You can initiate big data import either from FileWatcher or from the TIBCO MDM UI. After the metadata is in place, you can specify the file to be imported and initiate the import. This file is then uploaded into HDFS, and then the import is initiated with Apache SparkContext. The entire import is processed by Apache Spark worker nodes and then returned. Big data import does not have workflow. Therefore you need to provide input either through metadata or Configurator.

To initiate big data import from the UI, see Importing Records and through FileWatcher, see Importing Input Maps Metadata.

  • Processes records row by row parallelly by each worker node as a result you cannot control on the processing of rows, that is, which row is processed and when it is processed. You cannot order the duplicates. The first record is saved, and the subsequent records are marked as duplicates.
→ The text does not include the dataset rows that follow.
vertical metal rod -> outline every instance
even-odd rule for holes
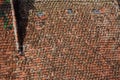
[[[12,9],[13,28],[14,28],[16,49],[19,51],[19,42],[18,42],[18,34],[17,34],[17,21],[16,21],[16,17],[15,17],[15,10],[14,10],[14,6],[13,6],[13,0],[10,0],[10,4],[11,4],[11,9]]]

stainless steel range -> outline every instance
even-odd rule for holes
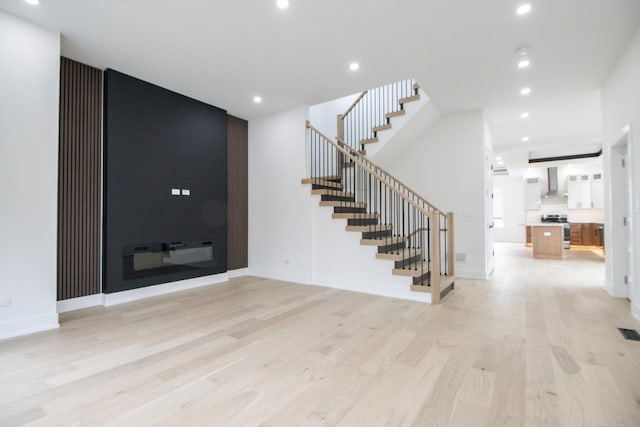
[[[562,247],[565,249],[569,249],[569,247],[571,246],[571,224],[569,224],[569,220],[567,219],[566,215],[542,215],[540,217],[540,222],[563,224],[562,236],[564,239],[562,242]]]

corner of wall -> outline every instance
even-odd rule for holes
[[[59,327],[58,313],[11,320],[0,324],[0,340],[49,331]]]

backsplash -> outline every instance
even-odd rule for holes
[[[604,224],[604,209],[569,209],[569,222]]]
[[[540,222],[541,215],[567,215],[569,222],[604,224],[604,209],[567,209],[567,204],[543,204],[539,210],[527,210],[527,224]]]

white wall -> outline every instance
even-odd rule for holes
[[[249,273],[311,283],[307,107],[249,121]]]
[[[59,75],[59,34],[0,12],[0,338],[58,326]]]
[[[502,192],[504,227],[494,230],[496,242],[524,243],[526,240],[524,182],[519,176],[495,176],[494,192]]]
[[[609,209],[605,216],[605,246],[607,247],[606,259],[606,287],[613,295],[624,294],[620,292],[619,280],[614,282],[614,259],[624,256],[622,253],[611,253],[612,243],[616,236],[612,237],[611,218],[611,180],[610,180],[610,147],[622,136],[623,128],[630,126],[629,143],[632,150],[632,159],[629,164],[632,167],[632,209],[633,218],[633,244],[634,259],[632,264],[640,266],[640,29],[631,38],[629,45],[623,52],[618,63],[609,72],[602,90],[602,118],[604,135],[604,178],[605,200]],[[619,218],[618,218],[619,219]],[[640,267],[633,272],[630,297],[632,312],[640,320]]]
[[[455,215],[456,276],[487,277],[484,119],[481,111],[443,117],[404,156],[376,161],[444,212]]]
[[[356,93],[309,107],[309,121],[328,138],[335,140],[338,135],[338,114],[344,114],[358,96],[360,94]]]

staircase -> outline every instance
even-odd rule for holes
[[[392,119],[406,114],[405,104],[420,100],[419,89],[409,79],[362,92],[338,116],[338,138],[366,155],[366,147],[380,141],[378,133],[391,129]]]
[[[409,82],[408,87],[417,90]],[[365,145],[376,142],[377,132],[391,127],[392,117],[402,114],[404,103],[417,99],[417,95],[405,94],[398,91],[397,96],[402,96],[398,100],[403,102],[398,103],[397,111],[381,107],[366,121],[341,121],[339,117],[336,141],[307,122],[310,177],[302,183],[311,185],[311,194],[320,196],[320,206],[333,208],[333,219],[346,220],[347,232],[361,233],[361,245],[376,248],[378,260],[393,263],[390,273],[406,277],[412,291],[430,293],[431,302],[437,304],[455,282],[453,214],[437,209],[367,159],[364,151]],[[361,110],[365,97],[366,93],[361,95],[342,118]],[[379,117],[386,123],[379,123]],[[372,127],[356,131],[351,128],[354,123]]]

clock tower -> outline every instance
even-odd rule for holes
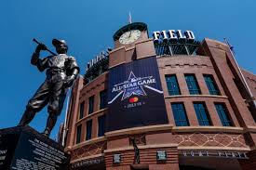
[[[109,68],[155,56],[153,38],[148,37],[147,25],[133,22],[120,28],[113,36],[115,49],[110,52]]]

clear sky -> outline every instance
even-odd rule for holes
[[[30,64],[36,38],[54,50],[52,38],[65,39],[85,73],[86,63],[113,46],[113,34],[128,20],[148,24],[149,33],[192,30],[205,37],[235,46],[238,64],[256,73],[255,0],[2,0],[0,3],[0,128],[20,121],[27,101],[45,80],[45,73]],[[152,36],[152,35],[151,35]],[[47,53],[42,53],[42,57]],[[51,134],[56,138],[64,119],[62,111]],[[47,110],[36,114],[31,126],[43,131]]]

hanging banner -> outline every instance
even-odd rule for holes
[[[168,124],[156,58],[109,72],[107,131]]]

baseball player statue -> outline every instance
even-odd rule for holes
[[[56,47],[57,55],[35,39],[38,44],[31,59],[31,64],[40,72],[46,70],[46,80],[29,100],[26,110],[18,125],[24,126],[30,124],[36,112],[47,105],[48,118],[44,135],[49,137],[57,118],[61,112],[66,92],[76,79],[79,67],[74,57],[68,56],[68,46],[64,40],[53,39],[52,45]],[[39,59],[40,51],[47,50],[52,55]]]

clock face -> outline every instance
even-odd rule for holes
[[[131,31],[124,33],[120,36],[119,42],[123,45],[128,45],[128,44],[133,43],[136,40],[138,40],[140,36],[141,36],[140,30],[131,30]]]

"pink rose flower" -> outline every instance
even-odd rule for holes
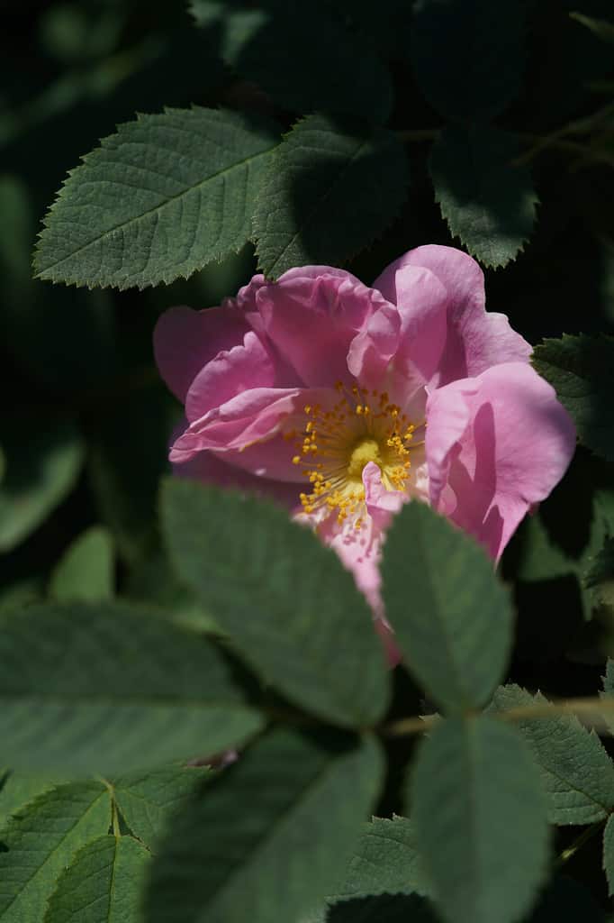
[[[497,560],[562,477],[575,436],[530,345],[484,302],[478,264],[428,246],[372,288],[304,266],[254,276],[220,307],[171,308],[154,345],[185,406],[176,473],[287,505],[381,618],[382,545],[408,500]]]

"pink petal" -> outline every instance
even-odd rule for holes
[[[294,484],[284,484],[267,477],[256,476],[232,463],[238,452],[227,452],[223,458],[214,452],[203,451],[184,464],[175,465],[173,473],[189,477],[205,484],[215,484],[224,489],[244,490],[268,497],[289,509],[298,503],[298,488]]]
[[[270,388],[275,381],[271,357],[254,330],[242,342],[223,350],[198,372],[185,397],[185,415],[192,423],[237,394]]]
[[[494,366],[429,398],[431,502],[441,509],[446,483],[455,496],[451,518],[495,559],[525,513],[559,483],[574,447],[573,424],[553,388],[524,363]]]
[[[289,270],[277,282],[260,288],[255,300],[277,356],[308,386],[348,379],[349,344],[384,304],[379,292],[325,266]],[[255,329],[251,316],[250,321]]]
[[[485,310],[484,275],[462,250],[435,244],[409,250],[384,270],[373,287],[387,301],[404,304],[410,292],[405,272],[416,266],[430,270],[447,292],[447,338],[434,383],[474,377],[504,362],[528,361],[531,346],[512,330],[505,315]]]
[[[195,378],[220,350],[242,342],[248,324],[235,306],[193,311],[171,307],[154,330],[156,364],[167,385],[183,402]]]

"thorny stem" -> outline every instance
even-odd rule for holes
[[[568,846],[567,849],[563,849],[557,858],[555,864],[556,867],[561,868],[561,866],[564,865],[565,862],[568,862],[573,856],[575,856],[577,851],[581,849],[585,843],[588,843],[589,840],[593,839],[596,833],[599,833],[606,822],[606,820],[607,819],[602,819],[601,821],[597,821],[596,823],[592,823],[590,827],[586,827],[586,830],[584,830],[582,833],[580,833],[580,835],[573,840],[571,846]]]
[[[531,721],[536,718],[550,718],[557,714],[575,714],[595,716],[604,713],[614,713],[614,699],[583,698],[567,699],[561,701],[538,702],[535,705],[517,705],[505,712],[492,712],[490,717],[499,721]],[[421,734],[430,730],[441,720],[439,714],[427,714],[423,717],[414,715],[411,718],[401,718],[382,728],[388,737],[406,737],[411,734]]]

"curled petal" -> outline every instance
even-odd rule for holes
[[[384,304],[379,292],[325,266],[289,270],[259,288],[255,301],[279,362],[291,366],[295,380],[319,387],[348,380],[349,344]]]
[[[373,287],[396,305],[407,303],[409,267],[430,270],[447,294],[445,348],[433,384],[474,377],[501,363],[528,362],[530,344],[512,330],[505,315],[485,310],[484,274],[475,259],[451,246],[419,246],[391,263]]]
[[[233,305],[193,311],[180,306],[159,318],[153,334],[154,355],[172,393],[185,400],[201,368],[221,350],[242,342],[249,325]]]
[[[553,388],[530,366],[494,366],[470,386],[455,381],[429,398],[431,502],[442,509],[442,485],[450,488],[451,519],[497,559],[523,517],[564,474],[575,432]]]

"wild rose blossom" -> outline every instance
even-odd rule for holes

The records are confirmed immediately.
  • Supports a single data source with only CSV and TEXT formats

    Supports data source files created with the different delimiters such as a pipe, tab, space, colon, comma, semicolon, and other

  • Maps constants within a single quote
  • Maps to only data source attributes. Manual editing is disabled.
  • Supports simple one to one mapping within the data source
  • Supports rulebase. You can define a rulebase on each input map in the Rulebase Designer and can use it to assign values, add AssignIdentity, and check constraints. You can apply the rulebases on individual records and not on the bundle.

    For more information, see the "Advanced Tab for Big Data Import" section in TIBCO MDM Studio Repository Designer User's Guide.

    When you export metadata with the Big Data Import input map and a rulebase, the exported DataServiceQuery XML file contains the rulebase details in the <CatalogInputMaps> section.

  • Supports the ValidateOnly mode to view the errors. The records are not saved but you can view the errors with the possible fix. You can download the errors from the UI.
  • Supports import sequencing based on the repositories to prevent the parallel processing of records in two different events.
  • Supports the Load Import Records web service
  • Supports merge data, that is, if the Merge Data check box is selected, the data is merged with the previous latest version.
  • If the Incremental option is not selected, all records are treated as new and a new version is created. The existing records are not deleted during import.
  • Support multivalue attributes only with specific data source format and mapping.

    Cloned mapping for every multivalue attribute must be done.

  • Supports import initiation by using the Load Import Records web service. For more details, see the "Load Import Records Service" section in TIBCO MDM WebServices Guide.